The public is fed with propaganda through state controlled media that the current problems are being caused by the opposition Movement for Democratic Change (MDC), which called for sanctions to be imposed on Zimbabwe. What is not said is that the sanctions are only targeted at 73 Zanu PF officials.
The Zimbabwe dollar rate to the US dollar is Z$5500. This makes a mockery of government's official rate of Z$824 to the US dollar. The food security situation is worsening. Recent estimates from the Food Security Network, a network of non- governmental organisations monitoring the agricultural situation in the country's 58 districts, show that the situation is likely to get worse unless there is intervention from the international donor community.
The health sector is tottering. Government hospitals, the only ones charging affordable fees, are now dying zones for the sick. There are no drugs or equipment. The private sector has taken advantage of this by escalating the costs of medical services to the total exclusion of the working class.
Teachers and lecturers are on strike most of the time.
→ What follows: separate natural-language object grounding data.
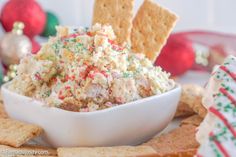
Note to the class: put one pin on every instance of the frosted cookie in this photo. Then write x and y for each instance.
(217, 133)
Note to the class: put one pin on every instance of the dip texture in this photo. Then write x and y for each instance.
(84, 70)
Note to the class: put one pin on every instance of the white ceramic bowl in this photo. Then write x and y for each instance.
(128, 124)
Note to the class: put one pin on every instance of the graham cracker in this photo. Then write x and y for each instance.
(178, 142)
(35, 156)
(3, 113)
(192, 95)
(183, 110)
(152, 26)
(193, 120)
(124, 151)
(118, 14)
(27, 150)
(15, 133)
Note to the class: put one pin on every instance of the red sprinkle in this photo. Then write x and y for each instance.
(222, 149)
(224, 120)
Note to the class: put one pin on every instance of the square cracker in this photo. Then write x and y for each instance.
(151, 28)
(124, 151)
(179, 142)
(15, 133)
(27, 150)
(183, 110)
(118, 14)
(193, 120)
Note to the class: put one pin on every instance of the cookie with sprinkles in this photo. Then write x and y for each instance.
(217, 133)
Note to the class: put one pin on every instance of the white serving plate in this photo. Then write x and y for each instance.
(128, 124)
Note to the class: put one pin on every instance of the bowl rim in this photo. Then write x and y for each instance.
(110, 109)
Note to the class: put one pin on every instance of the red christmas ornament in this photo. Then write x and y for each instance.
(27, 11)
(35, 46)
(177, 56)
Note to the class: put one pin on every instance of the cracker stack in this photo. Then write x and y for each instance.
(15, 133)
(118, 14)
(151, 28)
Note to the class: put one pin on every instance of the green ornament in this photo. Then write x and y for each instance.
(50, 26)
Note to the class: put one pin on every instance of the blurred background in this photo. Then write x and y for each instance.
(201, 14)
(202, 38)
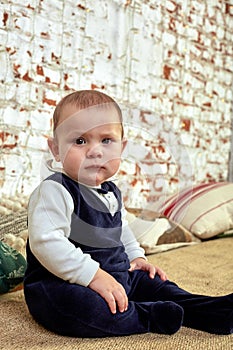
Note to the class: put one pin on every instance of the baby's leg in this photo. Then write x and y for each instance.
(77, 311)
(210, 314)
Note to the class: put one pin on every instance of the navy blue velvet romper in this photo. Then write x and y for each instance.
(77, 311)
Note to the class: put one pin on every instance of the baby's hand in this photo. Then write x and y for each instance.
(112, 291)
(142, 264)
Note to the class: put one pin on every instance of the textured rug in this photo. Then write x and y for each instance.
(205, 268)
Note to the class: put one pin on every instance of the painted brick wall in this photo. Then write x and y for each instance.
(168, 63)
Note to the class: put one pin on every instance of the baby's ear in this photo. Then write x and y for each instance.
(124, 143)
(53, 146)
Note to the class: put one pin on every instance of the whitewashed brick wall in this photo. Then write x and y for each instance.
(168, 63)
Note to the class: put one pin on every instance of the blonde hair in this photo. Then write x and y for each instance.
(83, 99)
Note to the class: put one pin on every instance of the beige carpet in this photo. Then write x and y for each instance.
(204, 268)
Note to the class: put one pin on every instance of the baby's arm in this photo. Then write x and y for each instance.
(136, 254)
(49, 217)
(112, 291)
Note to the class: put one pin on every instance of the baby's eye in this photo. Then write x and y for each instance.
(107, 140)
(80, 141)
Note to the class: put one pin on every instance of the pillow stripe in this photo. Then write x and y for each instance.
(205, 210)
(192, 196)
(179, 202)
(209, 211)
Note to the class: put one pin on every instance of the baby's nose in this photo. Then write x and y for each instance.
(95, 152)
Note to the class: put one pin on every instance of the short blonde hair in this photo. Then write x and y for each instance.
(83, 99)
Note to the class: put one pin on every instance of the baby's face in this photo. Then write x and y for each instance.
(89, 143)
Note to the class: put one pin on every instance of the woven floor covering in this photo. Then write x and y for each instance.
(205, 268)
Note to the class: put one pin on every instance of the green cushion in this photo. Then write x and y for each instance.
(12, 268)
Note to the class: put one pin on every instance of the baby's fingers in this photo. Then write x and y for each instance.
(121, 300)
(116, 299)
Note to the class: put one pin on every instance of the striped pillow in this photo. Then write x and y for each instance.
(204, 209)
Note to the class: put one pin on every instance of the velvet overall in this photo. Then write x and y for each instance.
(77, 311)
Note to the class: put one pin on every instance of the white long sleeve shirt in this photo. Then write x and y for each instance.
(49, 219)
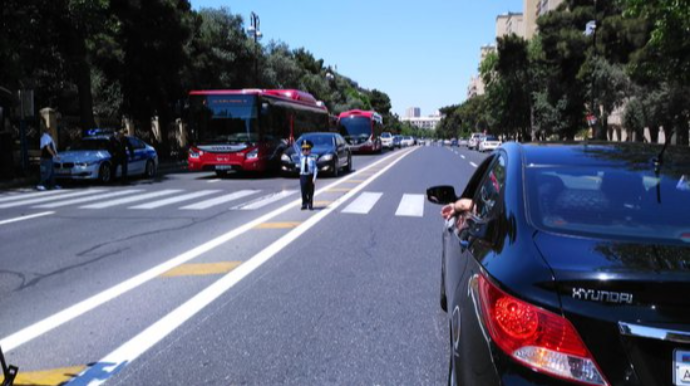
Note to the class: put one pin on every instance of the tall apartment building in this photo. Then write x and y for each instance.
(413, 112)
(510, 23)
(533, 9)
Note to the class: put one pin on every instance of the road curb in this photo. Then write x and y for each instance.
(25, 182)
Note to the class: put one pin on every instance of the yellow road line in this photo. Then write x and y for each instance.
(277, 225)
(202, 269)
(52, 377)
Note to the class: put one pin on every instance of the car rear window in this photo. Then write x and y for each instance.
(610, 202)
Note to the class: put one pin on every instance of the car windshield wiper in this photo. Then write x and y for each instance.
(658, 163)
(9, 372)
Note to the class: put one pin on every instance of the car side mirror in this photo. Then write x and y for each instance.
(441, 195)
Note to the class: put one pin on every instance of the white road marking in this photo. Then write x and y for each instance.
(363, 203)
(220, 200)
(43, 326)
(22, 218)
(127, 200)
(117, 360)
(411, 205)
(265, 200)
(89, 199)
(50, 198)
(174, 200)
(31, 195)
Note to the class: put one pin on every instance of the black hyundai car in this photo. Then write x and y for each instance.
(573, 267)
(330, 149)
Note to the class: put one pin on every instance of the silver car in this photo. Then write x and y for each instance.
(90, 159)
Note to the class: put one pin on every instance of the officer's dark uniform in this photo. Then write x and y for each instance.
(307, 175)
(118, 148)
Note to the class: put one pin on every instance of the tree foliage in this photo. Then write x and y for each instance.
(133, 58)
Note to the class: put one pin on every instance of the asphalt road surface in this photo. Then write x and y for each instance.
(190, 279)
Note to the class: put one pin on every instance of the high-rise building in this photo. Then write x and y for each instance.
(510, 23)
(413, 112)
(535, 8)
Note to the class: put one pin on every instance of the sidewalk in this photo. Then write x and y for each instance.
(164, 167)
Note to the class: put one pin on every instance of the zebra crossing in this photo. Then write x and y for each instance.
(410, 205)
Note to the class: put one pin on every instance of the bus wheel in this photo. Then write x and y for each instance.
(336, 167)
(104, 174)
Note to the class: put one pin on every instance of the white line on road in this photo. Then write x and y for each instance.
(123, 356)
(22, 218)
(30, 195)
(220, 200)
(43, 326)
(363, 203)
(128, 200)
(50, 198)
(265, 200)
(174, 200)
(411, 205)
(89, 199)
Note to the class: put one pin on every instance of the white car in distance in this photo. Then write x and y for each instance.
(473, 142)
(407, 141)
(387, 140)
(488, 143)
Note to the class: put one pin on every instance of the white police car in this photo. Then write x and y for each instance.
(90, 159)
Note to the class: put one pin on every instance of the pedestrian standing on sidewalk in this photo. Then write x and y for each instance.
(48, 155)
(307, 175)
(119, 147)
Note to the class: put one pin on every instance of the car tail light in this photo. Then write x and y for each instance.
(537, 338)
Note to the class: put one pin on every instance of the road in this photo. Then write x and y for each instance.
(191, 279)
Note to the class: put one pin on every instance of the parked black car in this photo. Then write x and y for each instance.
(573, 267)
(331, 150)
(397, 141)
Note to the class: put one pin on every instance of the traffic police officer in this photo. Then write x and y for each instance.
(307, 174)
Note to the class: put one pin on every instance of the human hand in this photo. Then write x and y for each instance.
(447, 211)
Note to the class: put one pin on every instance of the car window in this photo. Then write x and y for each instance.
(490, 190)
(599, 200)
(136, 143)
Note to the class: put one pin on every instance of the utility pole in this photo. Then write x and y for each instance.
(255, 31)
(591, 29)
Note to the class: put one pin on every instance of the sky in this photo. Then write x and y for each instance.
(421, 53)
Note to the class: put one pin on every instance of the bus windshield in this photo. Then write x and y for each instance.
(225, 118)
(355, 128)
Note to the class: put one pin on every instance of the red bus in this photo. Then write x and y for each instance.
(362, 130)
(247, 130)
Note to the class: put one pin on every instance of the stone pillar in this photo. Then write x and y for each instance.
(49, 120)
(181, 133)
(156, 129)
(129, 126)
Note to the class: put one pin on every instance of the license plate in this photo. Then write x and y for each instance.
(681, 368)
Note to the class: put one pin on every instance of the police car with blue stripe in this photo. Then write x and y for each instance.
(91, 158)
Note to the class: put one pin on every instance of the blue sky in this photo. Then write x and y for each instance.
(421, 53)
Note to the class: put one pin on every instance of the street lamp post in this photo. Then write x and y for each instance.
(255, 31)
(591, 29)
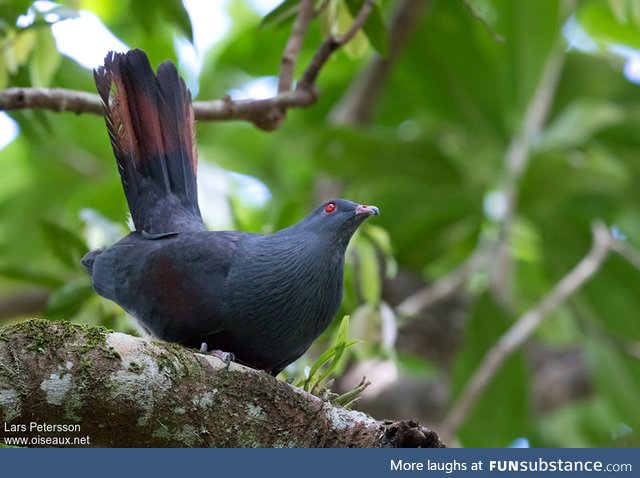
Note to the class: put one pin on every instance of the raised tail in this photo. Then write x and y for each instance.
(151, 126)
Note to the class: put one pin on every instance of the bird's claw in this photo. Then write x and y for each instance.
(226, 357)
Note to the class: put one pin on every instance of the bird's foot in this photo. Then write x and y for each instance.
(226, 357)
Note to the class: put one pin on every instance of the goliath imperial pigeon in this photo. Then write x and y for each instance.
(262, 298)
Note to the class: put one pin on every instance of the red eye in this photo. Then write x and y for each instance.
(330, 207)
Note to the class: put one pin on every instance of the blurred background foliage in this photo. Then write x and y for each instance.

The University of Zimbabwe (UZ) released July examination results in September because of the strike by lecturers. University graduates have to contend with the fact that the unemployment rate is over 70 percent. Youths have been turned into militia - thanks to the National Youth Service programme run by the Ministry of Gender and Employment Creation. The programme is being extended to civil servants, especially teachers.
The Human Rights NGO Forum notes that high levels of human rights violations continue to prevail, some of them consequent on laws such as the Public Order and Security Act (POSA). This has been accompanied by the establishment of a culture of impunity presided over by a seemingly partisan police force. State agents have been frequently reported as being perpetrators of human rights violations themselves. There has been continued inter-party violence as a result of political intolerance. Victimization on the basis of political affiliation remains a common phenomenon.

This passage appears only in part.